All the talking in the world, however, won't get the Jackets back into the playoff mix. But Arniel believes the first step to good results on the ice is creating a good mix off the ice.

"It's about sticking together as a group and how much you care about each other," Arniel said. "It all starts in here (the locker room); it doesn't start on the ice in the games."



So which team is the Columbus Blue Jackets? Are they the club that finished seventh in the Western Conference two seasons ago? Or the ones that bottomed out in the Central Division last season?

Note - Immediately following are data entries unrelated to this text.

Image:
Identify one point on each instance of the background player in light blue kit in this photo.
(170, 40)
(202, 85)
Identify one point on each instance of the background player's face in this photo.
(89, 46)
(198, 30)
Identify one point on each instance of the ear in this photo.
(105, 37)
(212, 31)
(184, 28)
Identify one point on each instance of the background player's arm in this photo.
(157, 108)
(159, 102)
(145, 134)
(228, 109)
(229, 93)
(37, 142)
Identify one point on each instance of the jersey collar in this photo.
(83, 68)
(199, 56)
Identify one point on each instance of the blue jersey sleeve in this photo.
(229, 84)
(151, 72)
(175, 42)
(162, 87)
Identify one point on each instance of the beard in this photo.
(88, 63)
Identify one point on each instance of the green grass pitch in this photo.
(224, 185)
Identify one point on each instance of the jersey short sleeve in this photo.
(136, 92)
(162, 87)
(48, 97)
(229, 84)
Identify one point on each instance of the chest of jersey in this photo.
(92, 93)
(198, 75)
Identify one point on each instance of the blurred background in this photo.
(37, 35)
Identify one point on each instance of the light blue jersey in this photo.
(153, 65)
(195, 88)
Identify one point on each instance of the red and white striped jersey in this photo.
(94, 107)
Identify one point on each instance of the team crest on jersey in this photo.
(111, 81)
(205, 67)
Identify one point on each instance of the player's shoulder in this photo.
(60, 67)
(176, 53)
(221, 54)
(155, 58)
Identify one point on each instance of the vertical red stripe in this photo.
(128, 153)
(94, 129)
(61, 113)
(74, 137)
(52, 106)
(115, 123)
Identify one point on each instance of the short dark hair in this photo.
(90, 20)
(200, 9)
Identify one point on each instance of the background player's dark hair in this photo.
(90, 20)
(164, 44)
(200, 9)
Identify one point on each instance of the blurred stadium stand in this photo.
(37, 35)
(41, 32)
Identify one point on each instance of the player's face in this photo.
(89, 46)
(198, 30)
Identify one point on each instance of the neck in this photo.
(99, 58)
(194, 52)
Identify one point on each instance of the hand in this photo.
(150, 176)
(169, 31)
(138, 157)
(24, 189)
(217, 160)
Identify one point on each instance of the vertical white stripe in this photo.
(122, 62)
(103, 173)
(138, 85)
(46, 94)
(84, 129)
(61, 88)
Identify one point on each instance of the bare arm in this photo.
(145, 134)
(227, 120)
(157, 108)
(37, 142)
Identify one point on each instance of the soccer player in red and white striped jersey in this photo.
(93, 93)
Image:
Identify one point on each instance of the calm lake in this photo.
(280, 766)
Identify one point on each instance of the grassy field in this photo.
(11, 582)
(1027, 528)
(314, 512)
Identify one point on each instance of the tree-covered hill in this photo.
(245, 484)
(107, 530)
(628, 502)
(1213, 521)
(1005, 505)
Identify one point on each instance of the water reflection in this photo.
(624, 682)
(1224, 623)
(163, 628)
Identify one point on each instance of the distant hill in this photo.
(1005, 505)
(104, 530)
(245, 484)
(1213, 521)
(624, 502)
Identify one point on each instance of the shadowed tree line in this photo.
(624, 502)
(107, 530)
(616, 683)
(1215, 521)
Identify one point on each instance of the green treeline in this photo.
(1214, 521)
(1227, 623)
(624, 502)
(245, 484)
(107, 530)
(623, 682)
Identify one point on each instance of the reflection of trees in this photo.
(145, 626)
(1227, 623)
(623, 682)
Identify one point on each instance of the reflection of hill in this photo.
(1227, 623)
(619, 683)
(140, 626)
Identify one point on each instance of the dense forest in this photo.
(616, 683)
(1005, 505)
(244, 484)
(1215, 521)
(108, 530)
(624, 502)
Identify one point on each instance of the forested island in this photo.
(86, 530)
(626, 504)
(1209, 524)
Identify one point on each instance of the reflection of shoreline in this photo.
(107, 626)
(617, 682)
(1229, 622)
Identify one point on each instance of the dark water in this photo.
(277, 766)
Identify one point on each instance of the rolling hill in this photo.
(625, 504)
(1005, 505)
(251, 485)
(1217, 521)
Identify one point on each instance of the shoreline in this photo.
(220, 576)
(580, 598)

A big part of determining that will be the play of Mason. En route to being named the League's best rookie in 2008-09, he won 33 games with a 2.29 goals-against average. Last season, however, he dipped to just 20 wins and a 3.06 GAA, and at times lost his role as unquestioned starter.

With the defensive system Arniel plans on installing, Mason should have a bit of an easier time regaining the confidence in his game.

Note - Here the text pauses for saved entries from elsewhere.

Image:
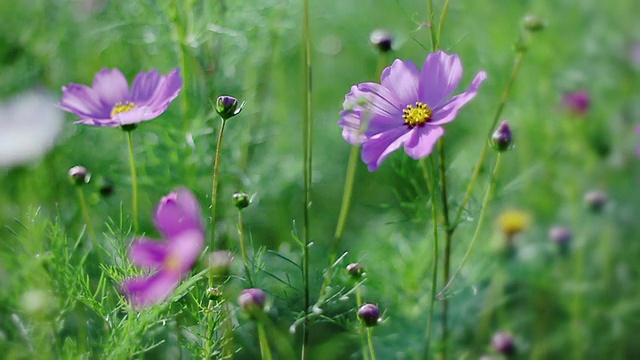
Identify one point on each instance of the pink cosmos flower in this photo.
(110, 102)
(177, 218)
(408, 108)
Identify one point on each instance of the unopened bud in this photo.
(79, 175)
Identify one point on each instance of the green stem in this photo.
(443, 15)
(265, 350)
(134, 181)
(434, 266)
(372, 350)
(483, 210)
(307, 127)
(365, 354)
(214, 186)
(85, 215)
(483, 152)
(243, 249)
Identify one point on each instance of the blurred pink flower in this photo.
(177, 218)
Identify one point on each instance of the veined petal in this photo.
(377, 148)
(441, 74)
(146, 291)
(111, 86)
(449, 110)
(402, 78)
(185, 248)
(148, 253)
(380, 100)
(177, 212)
(84, 102)
(422, 140)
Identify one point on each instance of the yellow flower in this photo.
(512, 222)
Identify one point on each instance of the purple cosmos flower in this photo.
(577, 102)
(408, 108)
(177, 218)
(110, 102)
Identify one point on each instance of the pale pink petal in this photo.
(379, 147)
(401, 78)
(111, 86)
(146, 291)
(441, 74)
(449, 110)
(148, 253)
(422, 140)
(185, 248)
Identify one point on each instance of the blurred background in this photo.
(574, 111)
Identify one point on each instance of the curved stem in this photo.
(243, 249)
(307, 127)
(483, 152)
(214, 186)
(481, 217)
(134, 181)
(85, 215)
(265, 350)
(434, 266)
(372, 350)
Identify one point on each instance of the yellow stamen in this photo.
(416, 115)
(122, 107)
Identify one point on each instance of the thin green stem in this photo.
(214, 186)
(483, 152)
(243, 249)
(434, 266)
(307, 146)
(372, 350)
(85, 215)
(361, 330)
(265, 350)
(443, 15)
(134, 181)
(481, 217)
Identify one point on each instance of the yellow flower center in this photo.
(171, 263)
(416, 115)
(122, 107)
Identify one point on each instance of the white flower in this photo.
(29, 125)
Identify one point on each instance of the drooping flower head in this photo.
(408, 108)
(110, 101)
(177, 218)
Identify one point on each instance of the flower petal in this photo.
(441, 74)
(422, 140)
(84, 102)
(146, 291)
(111, 86)
(402, 78)
(449, 110)
(377, 148)
(185, 249)
(148, 253)
(177, 212)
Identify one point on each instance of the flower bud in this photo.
(79, 175)
(356, 271)
(220, 263)
(241, 200)
(381, 40)
(503, 343)
(252, 301)
(596, 200)
(214, 293)
(369, 314)
(533, 23)
(227, 107)
(502, 138)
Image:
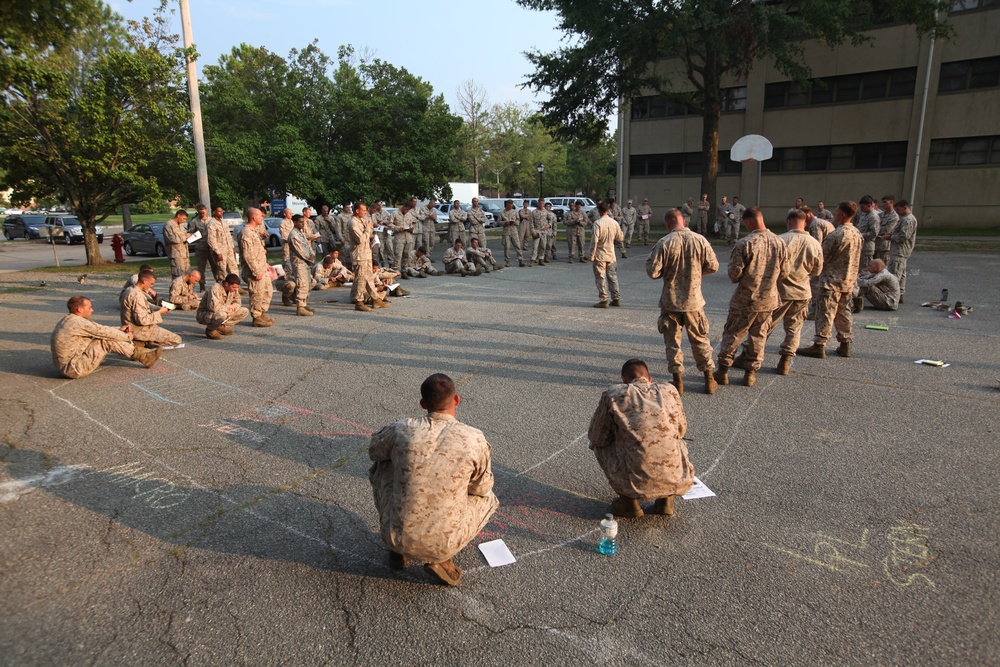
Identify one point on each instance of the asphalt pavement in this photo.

Karl Goehring, who played goal for Arniel last season in Manitoba, told the Blue Jackets' website, "There is accountability in the defensive zone. If the system is played correctly, most of the shots come from the outside, where you can see them. That alone makes the goalie's job much easier."

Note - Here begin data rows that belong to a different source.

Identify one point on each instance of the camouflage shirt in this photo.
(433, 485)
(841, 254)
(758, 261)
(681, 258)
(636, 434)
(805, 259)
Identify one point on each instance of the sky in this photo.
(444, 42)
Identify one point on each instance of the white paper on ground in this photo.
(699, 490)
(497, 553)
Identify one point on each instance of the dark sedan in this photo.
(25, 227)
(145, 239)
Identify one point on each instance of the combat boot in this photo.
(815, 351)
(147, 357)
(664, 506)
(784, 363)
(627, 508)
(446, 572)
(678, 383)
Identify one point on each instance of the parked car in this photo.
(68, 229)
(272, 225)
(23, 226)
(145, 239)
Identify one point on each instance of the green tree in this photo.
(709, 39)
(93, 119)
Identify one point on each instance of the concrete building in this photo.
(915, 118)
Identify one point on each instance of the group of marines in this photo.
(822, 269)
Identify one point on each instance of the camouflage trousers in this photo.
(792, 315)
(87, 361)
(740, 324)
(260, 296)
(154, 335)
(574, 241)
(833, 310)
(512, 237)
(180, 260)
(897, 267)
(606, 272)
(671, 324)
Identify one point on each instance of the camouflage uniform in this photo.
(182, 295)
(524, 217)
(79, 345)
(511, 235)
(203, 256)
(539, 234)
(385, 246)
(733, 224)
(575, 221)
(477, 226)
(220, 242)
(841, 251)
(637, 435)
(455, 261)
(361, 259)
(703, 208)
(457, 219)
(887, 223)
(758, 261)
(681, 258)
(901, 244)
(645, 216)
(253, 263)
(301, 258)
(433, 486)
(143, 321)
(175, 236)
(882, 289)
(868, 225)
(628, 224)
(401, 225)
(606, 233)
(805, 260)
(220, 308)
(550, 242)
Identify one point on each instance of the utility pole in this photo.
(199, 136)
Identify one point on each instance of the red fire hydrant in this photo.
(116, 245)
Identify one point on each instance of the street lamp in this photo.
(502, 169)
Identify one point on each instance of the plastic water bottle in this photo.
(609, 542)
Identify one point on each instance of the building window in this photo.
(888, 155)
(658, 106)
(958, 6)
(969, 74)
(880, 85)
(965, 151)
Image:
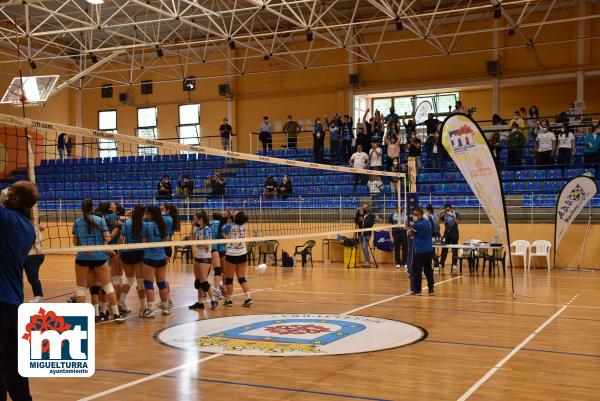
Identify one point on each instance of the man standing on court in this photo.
(422, 254)
(17, 236)
(450, 218)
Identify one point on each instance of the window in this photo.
(147, 117)
(189, 124)
(107, 121)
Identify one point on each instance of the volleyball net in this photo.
(70, 164)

Defense isn't the only place improvement is needed. Up front, the Jackets need to be better than 20th in the League in scoring. Only three of the 16 teams that made 2009 Stanley Cup Playoffs scored fewer than the Jackets' 214 goals.

Part of that rests on Nash, who dipped from 40 goals and 79 points in 2008-09 to 33 goals and 67 points last season. Also, some of that offensive load needs to be carried by Jakub Voracek and Derick Brassard.

In his second NHL season, the 20-year-old Voracek, the club's 2007 first-round pick, nearly doubled his goal total, from 9 to 16, and he went from 38 points to 50. While he looks primed to climb another developmental step this coming season, more is needed from Brassard. The 22-year-old 2006 first-round pick had 25 points in 31 games before a season-ending shoulder surgery. Healthy last season, however, he had just 9 goals and 36 points in 79 games. Their ability to support Nash in the offensive zone will go a long way toward determining the team's playoff viability.

Then there's Ryan Johansen, the fourth pick in the 2010 Entry Draft. The 6-foot-2 center has good size and skating ability, and could develop into the center that finally best complements Nash. However, Johansen has played just one season in the WHL, and could need more time in junior hockey to fill out.

Then there's the enigmatic Filatov. He scored a goal in his first NHL game and a hat trick in his sixth, but the first time he hit a patch of adversity, he went back to Russia. His skill is obvious, and if he's bigger, stronger and more committed, that also could go a long way toward the Jackets' success.